L’illettrisme en France fait régulièrement la « Une » des médias, qui nous annoncent qu’un pourcentage non négligeable de Français ont des problèmes avec la lecture. Vu la façon dont ces informations sont présentées, on en retire souvent l’impression que la situation dans ce domaine se détériore et que l’école est moins efficace que par le passé.
Remarquons d’abord que la plupart des enquêtes sur cette question, comme sur d’autres, portent non sur les Français mais sur les habitants de la France. Or, parmi ceux-ci, il y a des étrangers dont certains sinon beaucoup n’ont pas été scolarisés ou pas scolarisés dans notre langue. Et même, parmi les personnes de nationalité française il y a des immigrés dont la situation est identique. Le lien un peu rapide que l’on a tendance à faire entre l’illetrisme et l’école en France est donc pour le moins à nuancer.
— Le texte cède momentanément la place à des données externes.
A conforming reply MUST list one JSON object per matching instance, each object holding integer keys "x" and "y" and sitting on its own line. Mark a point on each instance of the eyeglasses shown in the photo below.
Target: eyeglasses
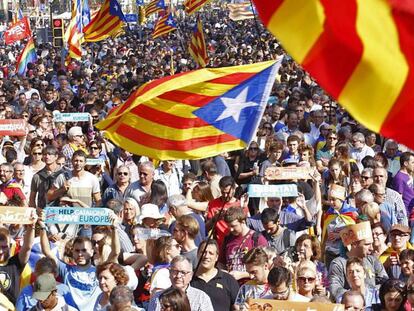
{"x": 179, "y": 272}
{"x": 306, "y": 280}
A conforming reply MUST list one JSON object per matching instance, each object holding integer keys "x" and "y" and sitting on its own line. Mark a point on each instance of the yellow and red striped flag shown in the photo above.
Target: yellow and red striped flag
{"x": 192, "y": 6}
{"x": 197, "y": 47}
{"x": 164, "y": 25}
{"x": 240, "y": 11}
{"x": 360, "y": 51}
{"x": 108, "y": 22}
{"x": 74, "y": 32}
{"x": 153, "y": 7}
{"x": 195, "y": 114}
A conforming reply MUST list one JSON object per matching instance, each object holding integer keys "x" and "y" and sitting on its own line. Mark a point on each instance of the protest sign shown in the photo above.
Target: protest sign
{"x": 358, "y": 232}
{"x": 287, "y": 173}
{"x": 98, "y": 161}
{"x": 71, "y": 116}
{"x": 283, "y": 305}
{"x": 277, "y": 191}
{"x": 78, "y": 215}
{"x": 16, "y": 215}
{"x": 13, "y": 127}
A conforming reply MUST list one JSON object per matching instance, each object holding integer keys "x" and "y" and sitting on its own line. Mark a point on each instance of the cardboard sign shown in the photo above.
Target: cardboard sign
{"x": 13, "y": 127}
{"x": 287, "y": 173}
{"x": 71, "y": 117}
{"x": 272, "y": 191}
{"x": 78, "y": 215}
{"x": 16, "y": 215}
{"x": 357, "y": 232}
{"x": 284, "y": 305}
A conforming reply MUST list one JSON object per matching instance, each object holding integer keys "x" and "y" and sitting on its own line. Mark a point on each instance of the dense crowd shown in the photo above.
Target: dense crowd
{"x": 184, "y": 234}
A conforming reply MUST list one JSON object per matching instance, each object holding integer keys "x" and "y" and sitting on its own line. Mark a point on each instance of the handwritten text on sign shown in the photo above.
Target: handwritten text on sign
{"x": 13, "y": 127}
{"x": 71, "y": 117}
{"x": 272, "y": 191}
{"x": 287, "y": 173}
{"x": 78, "y": 215}
{"x": 16, "y": 215}
{"x": 283, "y": 305}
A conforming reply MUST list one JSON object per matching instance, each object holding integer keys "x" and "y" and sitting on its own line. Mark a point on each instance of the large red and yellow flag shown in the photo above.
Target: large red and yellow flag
{"x": 108, "y": 22}
{"x": 197, "y": 47}
{"x": 360, "y": 51}
{"x": 193, "y": 115}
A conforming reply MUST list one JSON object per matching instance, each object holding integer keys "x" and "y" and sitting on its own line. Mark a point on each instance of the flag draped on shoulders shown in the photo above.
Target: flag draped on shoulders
{"x": 195, "y": 114}
{"x": 164, "y": 25}
{"x": 197, "y": 47}
{"x": 74, "y": 32}
{"x": 108, "y": 22}
{"x": 361, "y": 52}
{"x": 240, "y": 11}
{"x": 153, "y": 7}
{"x": 192, "y": 6}
{"x": 28, "y": 55}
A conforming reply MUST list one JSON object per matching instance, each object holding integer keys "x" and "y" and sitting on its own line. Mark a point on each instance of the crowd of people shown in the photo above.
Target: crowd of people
{"x": 185, "y": 235}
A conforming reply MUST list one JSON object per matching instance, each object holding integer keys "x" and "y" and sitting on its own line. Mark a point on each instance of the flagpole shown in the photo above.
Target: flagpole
{"x": 257, "y": 28}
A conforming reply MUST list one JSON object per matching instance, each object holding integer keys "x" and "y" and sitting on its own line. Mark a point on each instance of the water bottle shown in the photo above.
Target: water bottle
{"x": 150, "y": 234}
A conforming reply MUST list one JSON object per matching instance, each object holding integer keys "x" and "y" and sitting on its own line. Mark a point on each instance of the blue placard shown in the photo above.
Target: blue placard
{"x": 131, "y": 18}
{"x": 272, "y": 191}
{"x": 78, "y": 215}
{"x": 71, "y": 117}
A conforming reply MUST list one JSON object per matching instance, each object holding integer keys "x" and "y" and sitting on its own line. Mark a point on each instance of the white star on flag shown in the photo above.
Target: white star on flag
{"x": 234, "y": 106}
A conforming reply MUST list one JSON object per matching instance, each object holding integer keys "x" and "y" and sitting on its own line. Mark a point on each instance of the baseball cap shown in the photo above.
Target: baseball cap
{"x": 401, "y": 228}
{"x": 44, "y": 285}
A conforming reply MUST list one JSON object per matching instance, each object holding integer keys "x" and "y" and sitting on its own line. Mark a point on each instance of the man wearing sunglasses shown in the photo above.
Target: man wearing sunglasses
{"x": 181, "y": 273}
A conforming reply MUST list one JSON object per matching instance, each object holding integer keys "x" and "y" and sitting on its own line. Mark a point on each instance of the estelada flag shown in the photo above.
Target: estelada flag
{"x": 108, "y": 22}
{"x": 361, "y": 52}
{"x": 195, "y": 114}
{"x": 18, "y": 31}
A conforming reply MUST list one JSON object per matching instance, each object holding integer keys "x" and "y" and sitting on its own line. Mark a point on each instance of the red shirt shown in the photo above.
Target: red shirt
{"x": 221, "y": 228}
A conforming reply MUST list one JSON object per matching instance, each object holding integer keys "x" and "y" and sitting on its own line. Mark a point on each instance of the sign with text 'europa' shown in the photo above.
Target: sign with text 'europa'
{"x": 16, "y": 215}
{"x": 272, "y": 191}
{"x": 283, "y": 305}
{"x": 71, "y": 117}
{"x": 78, "y": 215}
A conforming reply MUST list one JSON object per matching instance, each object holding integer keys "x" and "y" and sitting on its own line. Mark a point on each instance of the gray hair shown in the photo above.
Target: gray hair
{"x": 177, "y": 200}
{"x": 180, "y": 258}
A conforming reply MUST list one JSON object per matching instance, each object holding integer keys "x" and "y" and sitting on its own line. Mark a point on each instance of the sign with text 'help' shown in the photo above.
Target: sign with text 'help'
{"x": 78, "y": 215}
{"x": 272, "y": 191}
{"x": 284, "y": 305}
Par ailleurs, le pourcentage unique généralement avancé dans les médias n’a pas grand sens car l’illettrisme est très variable selon l’âge. Ainsi, une enquête de l’INSEE de 2002 (INSEE Première n° 959 d’avril 2004), dans laquelle les difficultés face à l’écrit ont été mesurées par la lecture de mots, l’écriture et la compréhension de textes simples, donne les chiffres suivants : 4 % d’illettrés chez les 18-24 ans, 11 % chez les 25-39 ans, 13 % chez les 40-54 ans et 19 % chez les 55-65 ans. Autrement dit, près d’un senior sur cinq a des difficultés, mais un jeune sur vingt-cinq.
Qu’est ce que cela signifie ? Que ces difficultés s’accroissent en vieillissant ? Ce n’est pas totalement exclu : l’illettrisme peut s’aggraver avec l’âge du fait d’un manque de pratique. Mais ces différences résultent surtout de ce que l’on n’a pas à faire aux mêmes personnes. Comme l’écrit l’INSEE, « les 55-64 ans ont fréquenté moins longtemps l’école : 40 % des plus de 55 ans n’ont pas dépassé l’enseignement primaire contre moins de 5 % parmi les moins de 40 ans ». On peut encore ajouter qu’on a plus de chance de trouver des étrangers ou des immigrés illettrés chez les personnes âgées que chez les jeunes.
Bref, la situation n’est peut-être pas rose mais, contrairement à ce que nous feraient croire les « Unes » sur la question, comme les illettrés sont moins nombreux dans les jeunes générations que dans les anciennes, elle s’améliore.